Transcrevo o texto de abertura da entrevista que está no site de Veja pinçando algumas perguntas e respostas com o link ao final para leitura completa. A entrevista está interessante e responde às indagações mais frequentes no que tange à política e ao comportamento dos políticos e à origem e os fundamentos  do poder. Leiam: 
Xadrez, dizia o humorista Millôr Fernandes, nada mais é do que "um jogo chinês que ensina a jogar xadrez". Da mesma forma, para os cientistas políticos americanos Bruce Bueno de Mesquita e Alastair Smith a política "nada mais é do que um jogo praticado pelos governantes". Há 20 anos, os dois vêm usando as ferramentas da estatística, do cálculo e da teoria dos jogos para registrar os padrões de comportamento e - em uma palavra - as regras que comandam a conquista e o exercício do poder. Autores de alguns tijolões acadêmicos, eles acabam de publicar um volume dirigido aos leigos para expor os seus achados. O título é provocador: The Dictator's  Handbook (O Manual do Ditador).
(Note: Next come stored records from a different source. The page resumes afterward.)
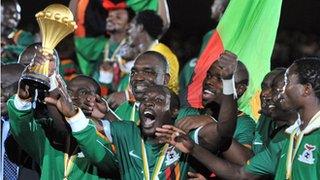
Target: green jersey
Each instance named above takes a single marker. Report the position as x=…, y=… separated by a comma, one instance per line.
x=130, y=152
x=265, y=162
x=187, y=71
x=300, y=156
x=128, y=111
x=53, y=163
x=262, y=133
x=245, y=127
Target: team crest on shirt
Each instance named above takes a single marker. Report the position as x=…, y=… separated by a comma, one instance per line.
x=171, y=156
x=307, y=155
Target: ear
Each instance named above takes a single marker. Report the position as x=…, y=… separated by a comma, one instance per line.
x=308, y=90
x=140, y=28
x=241, y=88
x=175, y=113
x=166, y=78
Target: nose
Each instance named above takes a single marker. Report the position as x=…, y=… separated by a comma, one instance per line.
x=266, y=94
x=149, y=103
x=138, y=76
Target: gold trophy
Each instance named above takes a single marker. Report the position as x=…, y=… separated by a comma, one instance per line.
x=56, y=22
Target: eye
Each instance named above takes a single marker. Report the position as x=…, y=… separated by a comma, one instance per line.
x=159, y=100
x=69, y=92
x=83, y=92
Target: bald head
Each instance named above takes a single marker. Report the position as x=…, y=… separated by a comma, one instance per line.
x=31, y=52
x=155, y=56
x=10, y=73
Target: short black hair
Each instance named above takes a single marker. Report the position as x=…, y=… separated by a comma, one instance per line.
x=12, y=72
x=241, y=74
x=308, y=70
x=89, y=80
x=174, y=99
x=158, y=56
x=151, y=21
x=131, y=13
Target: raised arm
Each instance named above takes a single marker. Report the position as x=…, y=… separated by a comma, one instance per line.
x=95, y=146
x=26, y=131
x=163, y=11
x=212, y=133
x=222, y=168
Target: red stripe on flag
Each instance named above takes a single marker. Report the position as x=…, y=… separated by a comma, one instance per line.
x=210, y=54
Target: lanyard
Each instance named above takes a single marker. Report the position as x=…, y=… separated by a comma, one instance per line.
x=68, y=165
x=292, y=151
x=68, y=161
x=158, y=164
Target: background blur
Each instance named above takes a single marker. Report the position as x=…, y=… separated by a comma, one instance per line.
x=298, y=33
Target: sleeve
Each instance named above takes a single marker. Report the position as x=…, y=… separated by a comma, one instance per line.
x=140, y=5
x=186, y=111
x=245, y=129
x=262, y=164
x=29, y=134
x=95, y=146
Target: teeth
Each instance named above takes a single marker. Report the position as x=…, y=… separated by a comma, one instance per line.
x=272, y=106
x=147, y=113
x=209, y=92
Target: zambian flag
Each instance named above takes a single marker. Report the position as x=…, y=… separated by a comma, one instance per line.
x=248, y=28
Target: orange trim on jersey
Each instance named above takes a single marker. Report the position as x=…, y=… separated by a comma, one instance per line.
x=113, y=147
x=177, y=171
x=16, y=36
x=81, y=11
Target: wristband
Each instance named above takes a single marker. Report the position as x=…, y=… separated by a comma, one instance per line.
x=229, y=87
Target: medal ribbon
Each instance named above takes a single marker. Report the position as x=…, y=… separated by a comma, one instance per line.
x=158, y=164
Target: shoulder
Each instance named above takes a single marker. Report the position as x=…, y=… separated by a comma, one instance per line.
x=246, y=119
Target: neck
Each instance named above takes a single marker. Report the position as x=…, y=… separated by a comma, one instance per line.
x=151, y=140
x=308, y=111
x=117, y=36
x=288, y=119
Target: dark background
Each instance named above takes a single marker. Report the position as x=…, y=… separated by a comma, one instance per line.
x=190, y=20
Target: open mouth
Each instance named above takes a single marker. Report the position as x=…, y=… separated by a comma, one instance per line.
x=208, y=92
x=149, y=119
x=271, y=107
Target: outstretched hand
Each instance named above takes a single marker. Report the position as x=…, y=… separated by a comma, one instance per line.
x=24, y=91
x=193, y=122
x=100, y=108
x=63, y=102
x=176, y=137
x=227, y=64
x=195, y=176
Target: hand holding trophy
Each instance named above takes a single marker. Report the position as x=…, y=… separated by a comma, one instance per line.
x=56, y=21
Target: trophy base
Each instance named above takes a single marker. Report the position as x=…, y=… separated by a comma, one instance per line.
x=36, y=81
x=39, y=85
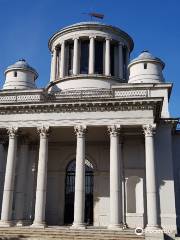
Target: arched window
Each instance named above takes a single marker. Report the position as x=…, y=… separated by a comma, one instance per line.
x=70, y=190
x=84, y=60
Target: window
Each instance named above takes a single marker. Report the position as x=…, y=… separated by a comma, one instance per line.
x=98, y=57
x=84, y=60
x=124, y=62
x=112, y=59
x=70, y=59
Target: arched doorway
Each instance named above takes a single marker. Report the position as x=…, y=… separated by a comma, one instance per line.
x=70, y=189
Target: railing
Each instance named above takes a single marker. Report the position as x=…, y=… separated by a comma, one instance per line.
x=34, y=97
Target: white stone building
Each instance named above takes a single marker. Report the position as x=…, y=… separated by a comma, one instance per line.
x=97, y=146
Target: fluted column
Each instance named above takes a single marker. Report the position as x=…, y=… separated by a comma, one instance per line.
x=120, y=47
x=107, y=57
x=79, y=198
x=91, y=55
x=39, y=218
x=62, y=62
x=6, y=212
x=115, y=179
x=21, y=179
x=54, y=65
x=151, y=191
x=76, y=56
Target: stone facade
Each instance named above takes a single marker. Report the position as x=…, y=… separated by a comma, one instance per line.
x=114, y=126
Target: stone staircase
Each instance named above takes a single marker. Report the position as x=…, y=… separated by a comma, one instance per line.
x=28, y=233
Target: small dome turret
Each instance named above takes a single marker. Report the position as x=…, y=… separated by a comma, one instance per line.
x=20, y=75
x=146, y=69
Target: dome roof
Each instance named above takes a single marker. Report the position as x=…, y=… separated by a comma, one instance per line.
x=92, y=24
x=22, y=64
x=147, y=56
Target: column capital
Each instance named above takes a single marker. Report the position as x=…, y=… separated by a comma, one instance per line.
x=121, y=44
x=43, y=131
x=24, y=139
x=62, y=42
x=114, y=130
x=108, y=38
x=75, y=37
x=12, y=131
x=92, y=36
x=80, y=130
x=149, y=130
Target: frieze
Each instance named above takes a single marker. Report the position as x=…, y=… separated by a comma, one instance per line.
x=83, y=107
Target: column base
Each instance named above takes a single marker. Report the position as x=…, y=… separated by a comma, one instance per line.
x=38, y=225
x=78, y=226
x=20, y=223
x=117, y=227
x=154, y=233
x=6, y=223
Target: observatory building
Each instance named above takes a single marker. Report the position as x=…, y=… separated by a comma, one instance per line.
x=96, y=146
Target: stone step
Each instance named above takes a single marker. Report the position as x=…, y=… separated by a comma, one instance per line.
x=65, y=234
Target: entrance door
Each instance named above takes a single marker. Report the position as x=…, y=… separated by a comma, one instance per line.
x=70, y=189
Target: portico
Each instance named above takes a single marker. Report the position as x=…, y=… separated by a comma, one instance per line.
x=83, y=141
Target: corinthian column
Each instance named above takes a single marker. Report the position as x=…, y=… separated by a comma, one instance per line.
x=120, y=61
x=79, y=198
x=39, y=218
x=54, y=65
x=91, y=55
x=62, y=62
x=75, y=56
x=6, y=213
x=20, y=187
x=151, y=191
x=107, y=57
x=115, y=179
Segundo o livro, quem deseja entender - ou mesmo prever - as ações de um dirigente em qualquer tipo de organização, inclusive as empresas, deve ter em mente uns poucos fatos. Primeiro, que o interesse pessoal, e não o bem comum, é mesmo o motor principal das ações de um governante, e deixar de levar isso em conta conduz a conclusões equivocadas. Em segundo lugar, que o papel das ideologias é muito menos relevante do que se costuma pensar, ao passo que fatos em geral pouco realçados pelos analistas - o tamanho do eleitorado que permite a um líder chegar ao poder, e o tamanho da coalizão que lhe permite exercê-lo - são na verdade a chave para desvendar quase todos os segredos da política. 
"Não é errado dizer que nossa abordagem resulta num retrato cínico, ou seja, sem ilusões, da realidade", diz Bueno de Mesquita. "Mas testamos nossas hipóteses há muito tempo, e acreditamos ter formulado o núcleo de uma teoria geral da política." Leia a seguir trechos da entrevista que o professor da Universidade de Nova York concedeu ao site de VEJA.
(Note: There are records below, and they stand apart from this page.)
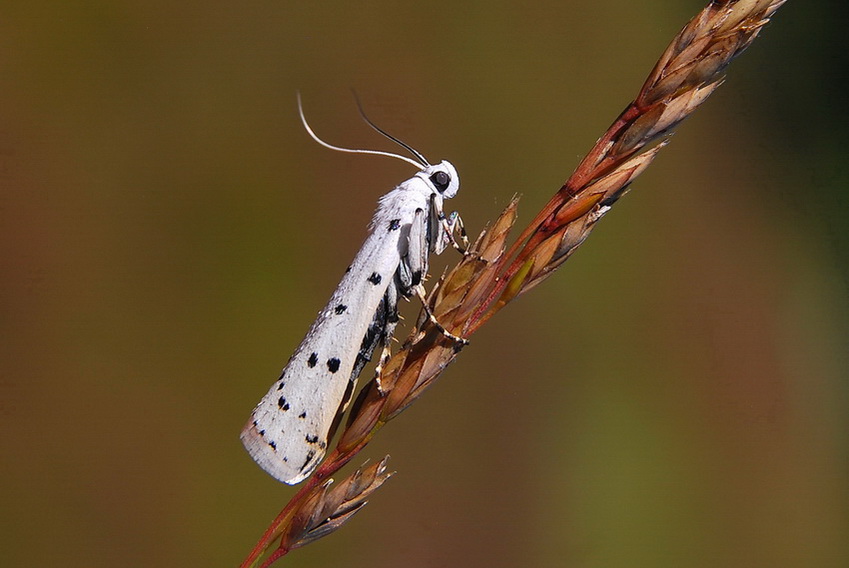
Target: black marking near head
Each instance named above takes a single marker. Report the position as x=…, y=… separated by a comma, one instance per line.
x=441, y=181
x=310, y=456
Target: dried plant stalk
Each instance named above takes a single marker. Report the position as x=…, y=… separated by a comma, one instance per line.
x=489, y=277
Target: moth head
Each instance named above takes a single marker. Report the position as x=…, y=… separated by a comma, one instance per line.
x=444, y=179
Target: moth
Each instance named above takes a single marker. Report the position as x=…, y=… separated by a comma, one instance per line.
x=288, y=432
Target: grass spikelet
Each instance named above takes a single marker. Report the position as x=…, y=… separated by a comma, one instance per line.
x=489, y=277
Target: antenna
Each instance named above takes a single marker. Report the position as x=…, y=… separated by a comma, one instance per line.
x=420, y=165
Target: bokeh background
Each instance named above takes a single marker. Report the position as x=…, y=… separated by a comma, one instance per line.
x=675, y=396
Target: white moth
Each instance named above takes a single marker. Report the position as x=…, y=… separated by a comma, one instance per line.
x=287, y=434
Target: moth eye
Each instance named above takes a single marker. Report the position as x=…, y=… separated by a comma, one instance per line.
x=440, y=180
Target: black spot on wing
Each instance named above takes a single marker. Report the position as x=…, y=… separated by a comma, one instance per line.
x=310, y=456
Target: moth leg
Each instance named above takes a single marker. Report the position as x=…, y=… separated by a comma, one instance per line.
x=414, y=264
x=390, y=320
x=441, y=229
x=454, y=223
Como alguém pode tornar-se um ditador? Em primeiro lugar, ninguém, nem mesmo os maiores tiranos, tem poder absoluto, a ponto de não depender de um certo número de apoiadores. O tamanho desse grupo, que chamamos no livro de coalizão vencedora, é o principal fator que distingue os regimes fechados dos regimes abertos. Se o grupo de pessoas de quem você depende para se manter no poder for pequeno, então lhe será possível - e na verdade bem mais eficaz - governar oferecendo recompensas somente a quem interessa, praticando e aceitando a corrupção. Quanto maior for esse grupo, mais difícil será "comprar" todos os que podem influir no seu futuro político, e então começa a fazer sentido para você investir em políticas públicas. Essa é a verdade fundamental - mas há uma poucas regras complementares que os aspirantes a ditador precisam ter em mente.
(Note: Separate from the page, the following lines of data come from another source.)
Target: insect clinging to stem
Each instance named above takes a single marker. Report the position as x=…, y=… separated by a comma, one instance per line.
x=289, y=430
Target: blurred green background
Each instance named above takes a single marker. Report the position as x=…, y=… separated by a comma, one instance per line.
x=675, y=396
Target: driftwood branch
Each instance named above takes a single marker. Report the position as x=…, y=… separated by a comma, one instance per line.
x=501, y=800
Onde as pessoas mais erram ao pensar sobre política? Ao escolher um governante por causa de suas belas palavras, de suas "qualidades" pessoais, de suas idiossincrasias. Quem entra no jogo da política está preocupado, antes de mais nada, com sua própria sobrevivência e com seu próprio bem estar, mais do que com o bem estar das pessoas a quem representa. Por isso o mais importante são as instituições. Quando as instituições determinam que o governante precisa do apoio de muitos não só para chegar, mas também para manter-se no poder, então aumentam as chances de que políticas que beneficiam a todos sejam implementadas. Os regimes democráticos também têm as suas falhas. Quanto mais democrático um país, mais imediatistas serão os seus líderes, pois o “longo prazo” é apenas a próxima eleição. Mas isso não elimina o fato básico de que, nas democracias, é do interesse do líder escolher o que também é melhor para as pessoas. É o empuxo das instituições que nos permite ser otimistas em política, e não a bondade dos candidatos a um cargo público.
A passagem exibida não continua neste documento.